Ethical Opinions for Clerks of the Courts

May spouse make political contributions from joint account; attendance at political functions as "private citizen" with or without spouse


The Committee has reviewed your letter of March 19, 1996. You have asked whether certain activities are permissible in light of the general prohibition on political activity in Canon 6 of the Code of Professional Responsibility for Clerks of Courts of the Commonwealth of Massachusetts. Specifically, you indicate that your wife makes political contributions from a joint checking account in your names.

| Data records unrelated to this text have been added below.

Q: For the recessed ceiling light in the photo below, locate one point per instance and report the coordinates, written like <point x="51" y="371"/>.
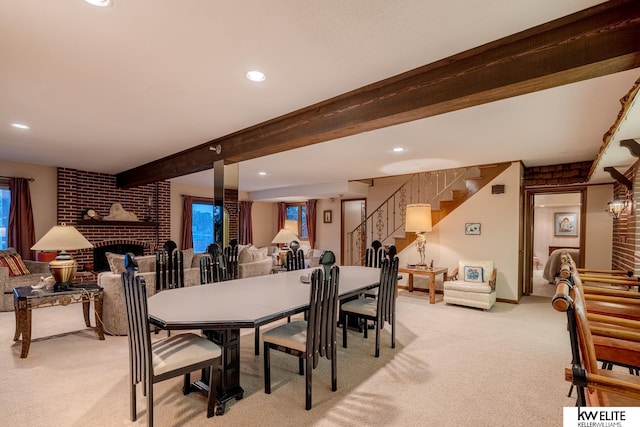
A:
<point x="256" y="76"/>
<point x="99" y="3"/>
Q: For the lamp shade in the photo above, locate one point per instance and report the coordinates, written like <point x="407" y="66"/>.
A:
<point x="418" y="217"/>
<point x="62" y="238"/>
<point x="284" y="236"/>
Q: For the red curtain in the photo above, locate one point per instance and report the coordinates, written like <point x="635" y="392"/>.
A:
<point x="246" y="227"/>
<point x="22" y="233"/>
<point x="311" y="221"/>
<point x="282" y="215"/>
<point x="187" y="233"/>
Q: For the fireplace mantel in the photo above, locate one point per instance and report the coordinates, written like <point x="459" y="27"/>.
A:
<point x="102" y="223"/>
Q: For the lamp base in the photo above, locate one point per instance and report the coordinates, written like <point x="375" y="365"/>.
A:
<point x="59" y="287"/>
<point x="63" y="268"/>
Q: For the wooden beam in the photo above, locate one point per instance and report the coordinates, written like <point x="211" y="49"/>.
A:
<point x="591" y="43"/>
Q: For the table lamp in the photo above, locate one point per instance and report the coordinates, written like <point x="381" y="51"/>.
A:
<point x="62" y="238"/>
<point x="284" y="237"/>
<point x="418" y="220"/>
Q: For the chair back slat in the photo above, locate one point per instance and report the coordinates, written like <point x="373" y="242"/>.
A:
<point x="231" y="252"/>
<point x="295" y="259"/>
<point x="135" y="296"/>
<point x="321" y="321"/>
<point x="206" y="269"/>
<point x="374" y="255"/>
<point x="177" y="272"/>
<point x="387" y="292"/>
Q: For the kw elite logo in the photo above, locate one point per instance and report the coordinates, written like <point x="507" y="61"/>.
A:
<point x="601" y="417"/>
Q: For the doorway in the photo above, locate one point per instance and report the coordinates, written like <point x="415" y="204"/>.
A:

You also ask if you may attend political functions "as a private citizen" with or without your wife.

The Code does prohibit all political "activity" by a Clerk Magistrate and specifically prohibits the solicitation of funds for a political organization or candidate, and public endorsement of a candidate for political office. Canons 6(2), (3). The Code does not prohibit such activity by a spouse or other family member. In addition, as we stated in opinion No. 90-1 , the Committee is of the opinion that the Code does not prohibit a contribution of funds, as opposed to a solicitation or public endorsement. Compare Canon 7(A)(1)(c) of the Code of Judicial Conduct. However, there may well be statutory provisions or other authorities which regulate this matter.

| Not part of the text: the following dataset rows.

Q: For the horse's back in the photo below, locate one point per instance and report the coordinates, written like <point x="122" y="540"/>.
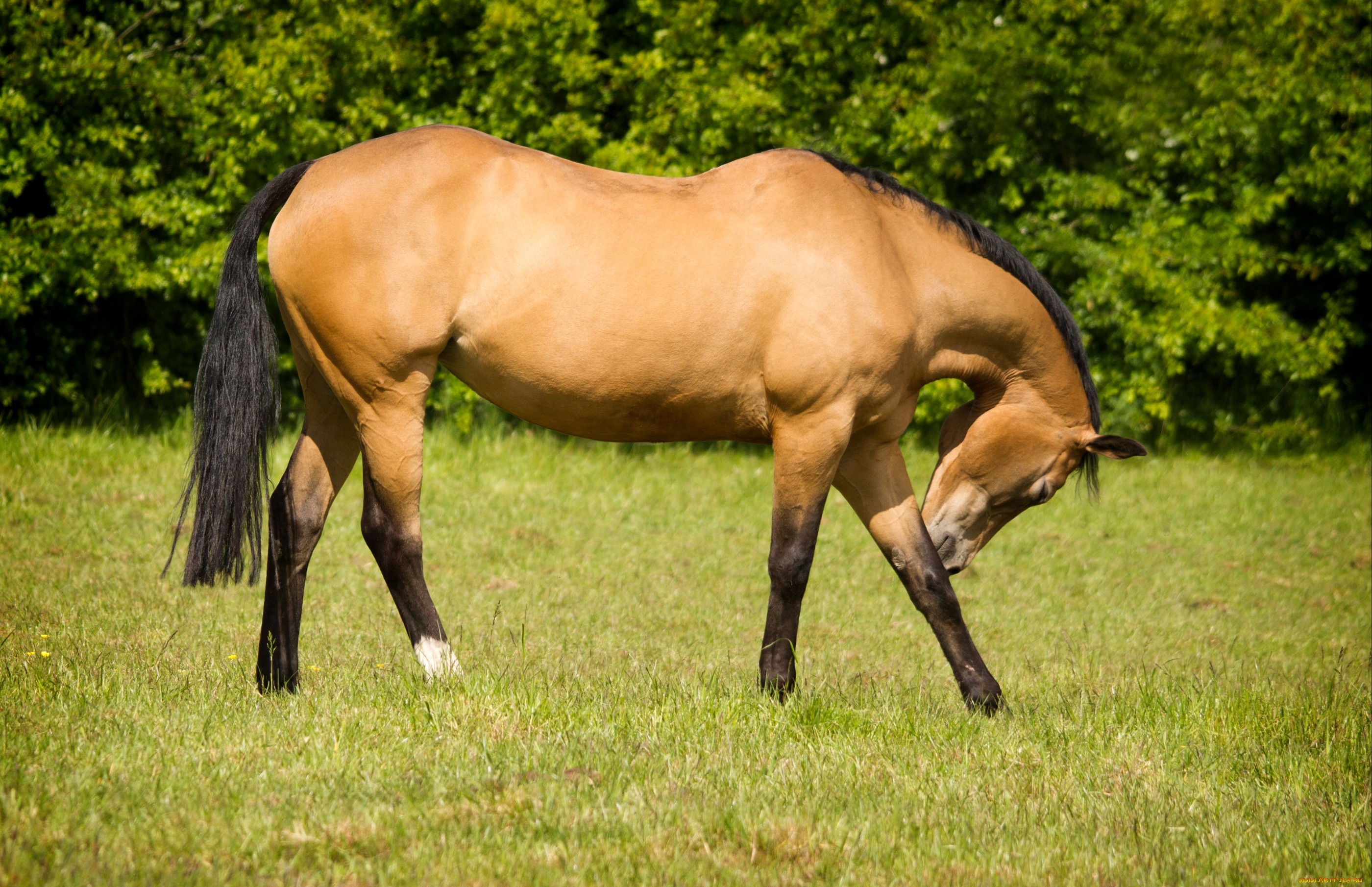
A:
<point x="597" y="302"/>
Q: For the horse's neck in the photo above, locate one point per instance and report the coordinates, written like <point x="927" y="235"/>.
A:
<point x="1001" y="341"/>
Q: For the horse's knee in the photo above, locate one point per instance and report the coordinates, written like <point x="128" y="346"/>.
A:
<point x="295" y="521"/>
<point x="932" y="593"/>
<point x="388" y="536"/>
<point x="789" y="570"/>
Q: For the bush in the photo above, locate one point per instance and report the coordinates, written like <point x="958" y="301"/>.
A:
<point x="1193" y="176"/>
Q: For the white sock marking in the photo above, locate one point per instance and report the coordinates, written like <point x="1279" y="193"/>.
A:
<point x="437" y="658"/>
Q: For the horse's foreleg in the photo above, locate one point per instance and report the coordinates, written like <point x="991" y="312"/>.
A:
<point x="393" y="452"/>
<point x="806" y="458"/>
<point x="319" y="468"/>
<point x="873" y="478"/>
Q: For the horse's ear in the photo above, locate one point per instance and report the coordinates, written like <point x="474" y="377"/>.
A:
<point x="1115" y="447"/>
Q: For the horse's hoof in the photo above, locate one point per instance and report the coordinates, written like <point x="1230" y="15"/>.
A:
<point x="985" y="699"/>
<point x="779" y="687"/>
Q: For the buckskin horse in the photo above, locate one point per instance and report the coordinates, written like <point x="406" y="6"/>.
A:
<point x="785" y="298"/>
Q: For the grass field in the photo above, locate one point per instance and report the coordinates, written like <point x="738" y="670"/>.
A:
<point x="1187" y="666"/>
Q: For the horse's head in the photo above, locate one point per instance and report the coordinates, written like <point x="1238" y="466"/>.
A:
<point x="995" y="463"/>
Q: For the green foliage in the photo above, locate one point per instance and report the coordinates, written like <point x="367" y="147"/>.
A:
<point x="1193" y="176"/>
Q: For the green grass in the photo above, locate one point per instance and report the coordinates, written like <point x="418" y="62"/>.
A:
<point x="1187" y="666"/>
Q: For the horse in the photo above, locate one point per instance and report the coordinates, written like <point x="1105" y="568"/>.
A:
<point x="786" y="298"/>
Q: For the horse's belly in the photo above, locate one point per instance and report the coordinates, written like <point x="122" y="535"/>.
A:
<point x="615" y="391"/>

As we have previously stated in other opinions, appearance at a political function can be interpreted as an endorsement of that candidate. See opinions No. 90-1 , 95-4 . In opinion No. 94-4 (copy enclosed) we found that attendance at a political fundraiser of a candidate constitutes a public endorsement of a candidate, an activity which is specifically prohibited under Canon 6. Therefore, the Code would prohibit your attendance at such a function, with or without your wife. As we note in that opinion, "attendance at dances, testimonial dinners or other social events where some fundraising may occur must be weighed by each clerk magistrate on the merits of the occasion and the potential message that the attendance will broadcast."